Just bought my plane ticket from Ireland home to Green Bay. Due to some difficulties with my credit card, and then a wait to see if prices would drop slightly, I didn't buy my ticket as early as I had initially intended. Consequently, there were none of my cherished aisle seats remaining (I don't like climbing over people when I need to leave to take a leak).

As I was complaining about this to my friend, she channeled Louis C.K. and his appearance on the Conan O'Brien show, where he rants about how everything is amazing and nobody's happy: "Did you fly through the air incredibly, like a bird? Did you partake in the miracle of human flight, you non-contributing zero?...You're sitting in a chair in the sky."

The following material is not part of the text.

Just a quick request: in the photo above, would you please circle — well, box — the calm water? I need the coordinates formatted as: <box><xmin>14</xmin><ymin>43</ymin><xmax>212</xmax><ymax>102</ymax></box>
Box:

Sometimes I think we need to look around and be amazed by the world around us and also the things we as a society have created. Sometimes when I'm on a plane I like to remind myself that even though I don't seem to be moving, my head (and the body attached to it) is traveling at over 500mph. It puts things into a slightly terrifying perspective.

If we don't have respect, or even fear, for the technology, if we take it for granted what technology both can and can't do, we have situations like what is currently happening down in the Gulf of Mexico.

Arthur C. Clarke once wrote that any suitably advanced technology is indistinguishable from magic. In a way, we are living in a magical age. I hope we don't ever lose our wonderment, the sense that life can be something special.